I resolved for the thousandth time to ignore her not-so subtle hints. In addition to fueling my feelings of inadequacy, they made me feel directly responsible for every ounce mom gained since my birth. I should have taken a hint from my father. In conversations having to do with appearance, particularly his daily attire, he had learned to tune my image-conscious mother out long ago.

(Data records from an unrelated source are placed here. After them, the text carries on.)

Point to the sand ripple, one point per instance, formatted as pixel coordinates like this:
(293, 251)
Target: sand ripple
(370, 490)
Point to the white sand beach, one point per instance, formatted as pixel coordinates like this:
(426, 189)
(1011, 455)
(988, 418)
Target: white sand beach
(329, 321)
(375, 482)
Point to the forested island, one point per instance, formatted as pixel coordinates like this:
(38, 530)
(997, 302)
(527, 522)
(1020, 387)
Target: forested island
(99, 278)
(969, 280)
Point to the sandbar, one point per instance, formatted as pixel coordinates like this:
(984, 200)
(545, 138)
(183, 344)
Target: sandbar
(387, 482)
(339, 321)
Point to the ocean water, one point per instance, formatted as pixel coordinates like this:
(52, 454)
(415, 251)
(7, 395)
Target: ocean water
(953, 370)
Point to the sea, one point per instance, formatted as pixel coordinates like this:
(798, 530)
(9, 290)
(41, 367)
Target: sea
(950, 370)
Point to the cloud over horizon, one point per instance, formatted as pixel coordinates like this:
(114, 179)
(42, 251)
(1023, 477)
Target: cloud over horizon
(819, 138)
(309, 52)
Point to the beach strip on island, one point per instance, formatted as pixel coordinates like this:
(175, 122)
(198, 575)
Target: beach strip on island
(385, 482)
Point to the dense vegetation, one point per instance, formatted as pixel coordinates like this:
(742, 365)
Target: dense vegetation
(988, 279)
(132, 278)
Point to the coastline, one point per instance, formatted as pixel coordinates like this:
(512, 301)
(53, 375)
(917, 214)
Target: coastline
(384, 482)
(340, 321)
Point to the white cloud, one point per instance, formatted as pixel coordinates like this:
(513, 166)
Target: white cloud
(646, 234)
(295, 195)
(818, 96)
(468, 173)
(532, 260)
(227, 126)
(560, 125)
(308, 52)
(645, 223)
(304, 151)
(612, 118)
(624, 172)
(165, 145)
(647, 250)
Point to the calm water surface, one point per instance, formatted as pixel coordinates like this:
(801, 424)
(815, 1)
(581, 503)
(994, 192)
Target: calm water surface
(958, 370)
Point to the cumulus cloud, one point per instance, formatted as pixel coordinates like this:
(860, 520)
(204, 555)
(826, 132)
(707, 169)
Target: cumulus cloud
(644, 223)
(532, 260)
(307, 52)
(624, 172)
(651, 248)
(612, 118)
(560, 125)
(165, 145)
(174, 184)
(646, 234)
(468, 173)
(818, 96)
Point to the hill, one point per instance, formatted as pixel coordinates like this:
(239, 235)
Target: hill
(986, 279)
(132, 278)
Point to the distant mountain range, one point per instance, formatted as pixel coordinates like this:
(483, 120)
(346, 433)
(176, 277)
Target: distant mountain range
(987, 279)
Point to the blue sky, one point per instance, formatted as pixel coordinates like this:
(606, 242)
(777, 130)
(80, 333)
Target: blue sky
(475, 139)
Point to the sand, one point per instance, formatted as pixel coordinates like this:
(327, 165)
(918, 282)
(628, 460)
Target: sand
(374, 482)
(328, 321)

My mother forgot that she grew up in a different environment, in the tiny Portuguese colony of Macao on China's south shore. She had six siblings who squabbled over food at the dinner table. Finances were tight, so money for treats was rare. On the other hand, I was raised in fast-food filled suburbia California. I was brought up over-stuffed with won-tons, egg rolls and pork dumplings she wrapped herself, three or four different stir-fried meat and vegetable dishes and countless bowls of white rice for dinner every night, and "after-school snacks" consisting of leftovers served over huge portions of steaming noodles. School lunches were never simple affairs. My mother packed Tupperware with sushi or put hot pasta soup in a thermos, making me the envy of classmates. Going out for soft-serve ice cream and sundaes at McDonald’s after dinner was not uncommon. Mom complained all through my childhood about my size, but when I didn’t eat, she would freak out. She never caught the connection between my weight and her obsession with my eating habits.